British immigration officers have been granted the power to hack into the phones and computers of refugees and asylum seekers since 2013, it has emerged.
Speaking to the Observer, a spokesperson for the Home Office confirmed that an amendment to the 1997 Police Act granted immigration officials the power of “property interference, including interference with equipment.”
The amendment allows officers to plant listening device in homes, cars and detention centers, as well as hacking into phones or computers.
“They may only use the power to investigate and prevent serious crime which relates to an immigration or nationality offence, and have done so since 2013,” Immigration Minister James Brokenshire told the Observer.
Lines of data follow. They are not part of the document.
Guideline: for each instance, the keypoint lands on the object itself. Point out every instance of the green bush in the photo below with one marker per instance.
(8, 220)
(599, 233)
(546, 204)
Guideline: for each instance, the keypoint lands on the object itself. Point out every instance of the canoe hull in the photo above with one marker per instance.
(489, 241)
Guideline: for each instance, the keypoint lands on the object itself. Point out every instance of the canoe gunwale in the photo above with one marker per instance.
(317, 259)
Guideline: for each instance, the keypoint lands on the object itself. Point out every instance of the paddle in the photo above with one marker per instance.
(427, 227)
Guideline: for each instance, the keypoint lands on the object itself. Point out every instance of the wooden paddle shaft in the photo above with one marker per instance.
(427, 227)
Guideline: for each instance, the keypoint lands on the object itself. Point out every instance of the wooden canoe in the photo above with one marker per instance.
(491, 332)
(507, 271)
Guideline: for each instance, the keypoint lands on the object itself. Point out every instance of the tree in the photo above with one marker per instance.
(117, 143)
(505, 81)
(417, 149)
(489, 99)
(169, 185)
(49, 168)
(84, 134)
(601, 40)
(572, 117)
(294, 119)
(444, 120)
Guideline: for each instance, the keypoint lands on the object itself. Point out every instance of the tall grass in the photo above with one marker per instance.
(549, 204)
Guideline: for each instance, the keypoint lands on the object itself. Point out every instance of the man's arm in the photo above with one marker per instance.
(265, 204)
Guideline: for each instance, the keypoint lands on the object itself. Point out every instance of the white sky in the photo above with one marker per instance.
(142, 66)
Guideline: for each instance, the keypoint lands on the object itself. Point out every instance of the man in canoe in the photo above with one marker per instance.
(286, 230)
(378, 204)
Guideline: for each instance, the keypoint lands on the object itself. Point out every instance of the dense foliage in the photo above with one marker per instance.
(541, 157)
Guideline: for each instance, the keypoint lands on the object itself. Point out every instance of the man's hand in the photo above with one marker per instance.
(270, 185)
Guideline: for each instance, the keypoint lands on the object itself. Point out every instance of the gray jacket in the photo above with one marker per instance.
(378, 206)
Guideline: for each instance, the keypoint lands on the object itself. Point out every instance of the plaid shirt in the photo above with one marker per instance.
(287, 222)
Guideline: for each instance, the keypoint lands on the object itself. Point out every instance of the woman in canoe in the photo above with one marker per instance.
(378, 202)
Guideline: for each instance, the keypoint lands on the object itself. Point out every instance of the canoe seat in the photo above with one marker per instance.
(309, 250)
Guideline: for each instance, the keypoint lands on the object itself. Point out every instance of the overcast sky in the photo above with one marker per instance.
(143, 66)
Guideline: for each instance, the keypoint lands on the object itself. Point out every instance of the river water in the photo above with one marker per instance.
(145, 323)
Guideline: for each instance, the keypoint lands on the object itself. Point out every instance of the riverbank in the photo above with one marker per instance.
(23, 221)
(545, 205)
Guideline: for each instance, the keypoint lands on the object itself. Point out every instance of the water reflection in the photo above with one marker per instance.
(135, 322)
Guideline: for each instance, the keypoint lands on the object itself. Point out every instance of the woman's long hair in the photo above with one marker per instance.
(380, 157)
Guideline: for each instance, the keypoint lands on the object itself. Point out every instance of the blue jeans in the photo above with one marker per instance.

A Home Office briefing document reveals that some 700 UK border agency officers are entitled to these powers.
“Overall aim of these provisions is to ensure that immigration officers can deploy a full range of investigative techniques to deal effectively with all immigration crime,” the briefing reads.
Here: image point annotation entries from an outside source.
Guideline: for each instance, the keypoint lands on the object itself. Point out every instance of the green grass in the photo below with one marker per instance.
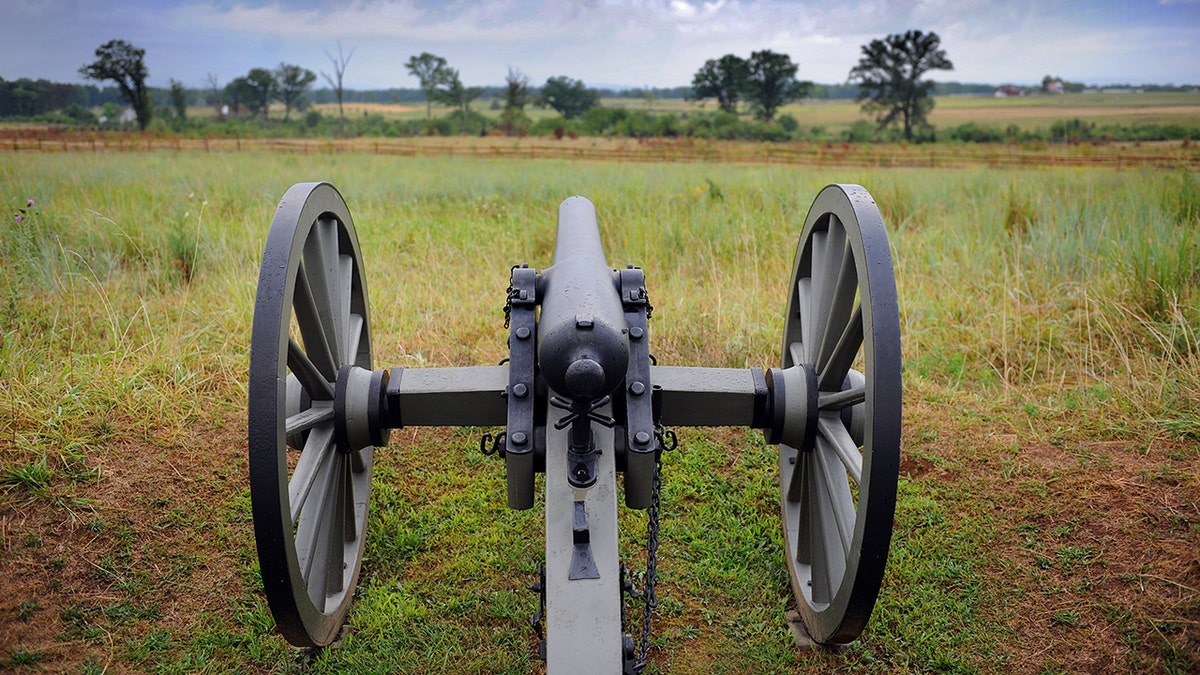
(1045, 315)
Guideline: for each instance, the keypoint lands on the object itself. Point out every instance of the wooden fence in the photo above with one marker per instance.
(808, 154)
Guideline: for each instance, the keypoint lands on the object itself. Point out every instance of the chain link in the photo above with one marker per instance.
(652, 565)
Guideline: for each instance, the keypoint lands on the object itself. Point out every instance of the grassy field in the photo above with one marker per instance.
(1048, 518)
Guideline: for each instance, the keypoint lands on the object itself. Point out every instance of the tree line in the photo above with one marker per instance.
(888, 82)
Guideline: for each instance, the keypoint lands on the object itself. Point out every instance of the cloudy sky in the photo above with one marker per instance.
(604, 42)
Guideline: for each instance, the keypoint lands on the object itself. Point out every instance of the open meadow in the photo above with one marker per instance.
(1049, 502)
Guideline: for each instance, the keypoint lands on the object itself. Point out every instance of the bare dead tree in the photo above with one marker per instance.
(214, 95)
(335, 82)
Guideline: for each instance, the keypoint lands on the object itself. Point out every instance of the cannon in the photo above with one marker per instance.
(580, 399)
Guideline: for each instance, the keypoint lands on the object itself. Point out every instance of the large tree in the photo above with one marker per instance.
(294, 83)
(771, 83)
(569, 96)
(179, 101)
(335, 82)
(432, 72)
(239, 94)
(888, 77)
(516, 90)
(125, 65)
(453, 93)
(724, 79)
(262, 88)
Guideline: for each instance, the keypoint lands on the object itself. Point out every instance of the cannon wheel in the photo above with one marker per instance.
(309, 497)
(838, 493)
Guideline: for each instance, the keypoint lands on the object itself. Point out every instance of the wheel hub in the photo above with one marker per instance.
(793, 405)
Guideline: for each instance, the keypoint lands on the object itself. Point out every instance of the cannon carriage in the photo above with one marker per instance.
(581, 400)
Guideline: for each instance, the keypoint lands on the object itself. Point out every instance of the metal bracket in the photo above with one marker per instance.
(640, 441)
(519, 435)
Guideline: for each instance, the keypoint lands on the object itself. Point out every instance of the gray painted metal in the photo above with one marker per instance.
(838, 500)
(833, 406)
(454, 396)
(582, 344)
(709, 396)
(310, 521)
(583, 631)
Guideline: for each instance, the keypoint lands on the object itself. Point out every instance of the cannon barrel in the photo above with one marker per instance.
(582, 344)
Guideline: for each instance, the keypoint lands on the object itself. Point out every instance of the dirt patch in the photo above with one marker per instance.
(93, 569)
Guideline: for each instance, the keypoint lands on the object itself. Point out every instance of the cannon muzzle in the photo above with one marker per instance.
(582, 342)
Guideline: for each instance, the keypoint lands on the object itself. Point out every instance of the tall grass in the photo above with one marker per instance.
(127, 302)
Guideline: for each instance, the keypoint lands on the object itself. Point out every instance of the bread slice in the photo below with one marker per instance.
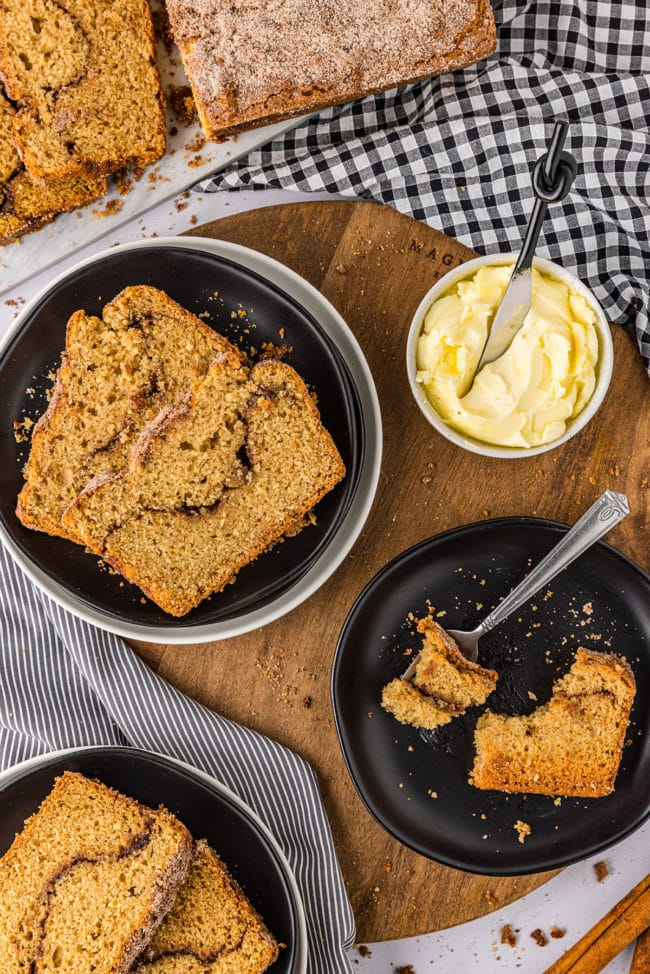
(211, 484)
(211, 929)
(85, 884)
(250, 64)
(443, 686)
(569, 746)
(24, 204)
(84, 75)
(117, 372)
Campaigners and civil liberties groups are concerned that these powers have been victimizing some of Britain’s most vulnerable individuals, including rape victims held in some of Britain’s notorious immigration detention centers, such as Yarl’s Wood.
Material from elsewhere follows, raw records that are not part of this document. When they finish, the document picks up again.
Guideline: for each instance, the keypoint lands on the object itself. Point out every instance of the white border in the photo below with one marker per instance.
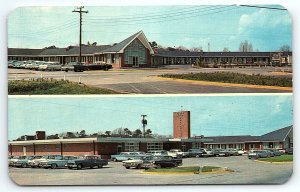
(7, 6)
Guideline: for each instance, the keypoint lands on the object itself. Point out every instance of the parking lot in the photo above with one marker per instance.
(145, 81)
(246, 172)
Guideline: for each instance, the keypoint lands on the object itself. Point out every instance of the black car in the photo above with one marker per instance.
(195, 152)
(221, 153)
(166, 161)
(90, 161)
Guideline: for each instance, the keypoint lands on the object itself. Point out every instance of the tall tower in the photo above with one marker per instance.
(181, 125)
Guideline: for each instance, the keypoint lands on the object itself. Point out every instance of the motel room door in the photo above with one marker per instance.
(135, 61)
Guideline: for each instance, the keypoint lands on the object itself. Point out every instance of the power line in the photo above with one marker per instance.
(263, 7)
(80, 11)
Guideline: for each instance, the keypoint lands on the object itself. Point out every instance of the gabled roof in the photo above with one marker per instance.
(277, 135)
(119, 47)
(232, 139)
(178, 53)
(24, 51)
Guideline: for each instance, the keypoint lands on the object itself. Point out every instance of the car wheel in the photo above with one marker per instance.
(53, 166)
(139, 166)
(79, 166)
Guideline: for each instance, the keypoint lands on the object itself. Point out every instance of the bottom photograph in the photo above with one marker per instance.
(150, 139)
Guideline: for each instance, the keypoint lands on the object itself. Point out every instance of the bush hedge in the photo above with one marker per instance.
(230, 77)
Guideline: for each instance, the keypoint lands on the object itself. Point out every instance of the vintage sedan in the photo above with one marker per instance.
(11, 161)
(56, 161)
(221, 153)
(255, 154)
(23, 161)
(123, 156)
(35, 162)
(90, 161)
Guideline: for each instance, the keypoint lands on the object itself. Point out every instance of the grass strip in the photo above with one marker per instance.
(52, 87)
(230, 77)
(282, 158)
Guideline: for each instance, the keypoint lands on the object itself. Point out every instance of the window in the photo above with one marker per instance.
(196, 145)
(154, 146)
(132, 146)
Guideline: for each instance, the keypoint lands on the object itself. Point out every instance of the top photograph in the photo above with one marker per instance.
(194, 49)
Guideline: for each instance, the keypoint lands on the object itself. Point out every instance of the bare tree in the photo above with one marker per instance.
(245, 47)
(285, 48)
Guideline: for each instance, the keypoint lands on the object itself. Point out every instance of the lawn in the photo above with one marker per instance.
(229, 77)
(282, 158)
(192, 169)
(52, 87)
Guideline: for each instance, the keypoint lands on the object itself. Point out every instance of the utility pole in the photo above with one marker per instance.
(144, 123)
(80, 11)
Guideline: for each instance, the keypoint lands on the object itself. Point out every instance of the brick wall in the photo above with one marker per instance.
(181, 124)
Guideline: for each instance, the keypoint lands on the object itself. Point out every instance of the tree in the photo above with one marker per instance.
(148, 133)
(225, 49)
(137, 133)
(285, 48)
(82, 133)
(127, 132)
(196, 49)
(107, 133)
(153, 44)
(245, 47)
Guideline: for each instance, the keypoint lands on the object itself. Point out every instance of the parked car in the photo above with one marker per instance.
(126, 156)
(69, 66)
(255, 154)
(270, 153)
(207, 152)
(221, 153)
(233, 152)
(56, 161)
(23, 161)
(35, 162)
(195, 152)
(90, 161)
(289, 151)
(11, 161)
(50, 66)
(158, 153)
(177, 153)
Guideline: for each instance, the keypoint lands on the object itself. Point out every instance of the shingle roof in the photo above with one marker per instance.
(119, 46)
(24, 51)
(277, 135)
(177, 53)
(232, 139)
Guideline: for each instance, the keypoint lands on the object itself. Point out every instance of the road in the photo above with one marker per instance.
(145, 81)
(246, 172)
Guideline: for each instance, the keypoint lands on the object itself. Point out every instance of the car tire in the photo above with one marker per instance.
(53, 166)
(79, 166)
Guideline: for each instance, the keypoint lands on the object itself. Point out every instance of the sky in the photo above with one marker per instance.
(170, 26)
(211, 115)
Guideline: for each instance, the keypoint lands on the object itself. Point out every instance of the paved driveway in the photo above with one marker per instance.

“The entirely new power of routine communication interception at removal centers is a blatantly discriminatory move,” Silkie Carlo, of the rights group Liberty, told the Observer.
“These powers are an outrage. People in detention have the right to confidentiality, to speak privately to their lawyer and disclose often very sensitive information such as details of rape, torture, domestic violence and alleged abuse by officials. They have to be able to share private information without their phones being hacked,” the Black Women’s Rape Action Project’s Cristal Amiss said.
The revelations come as the government pushes ahead with Home Secretary Theresa May’s controversial Investigatory Powers Bill, a piece of legislation intended to extend and codify surveillance powers. The parliamentary Public Bill Committee is expected to complete its detailed examination of the bill by May 5.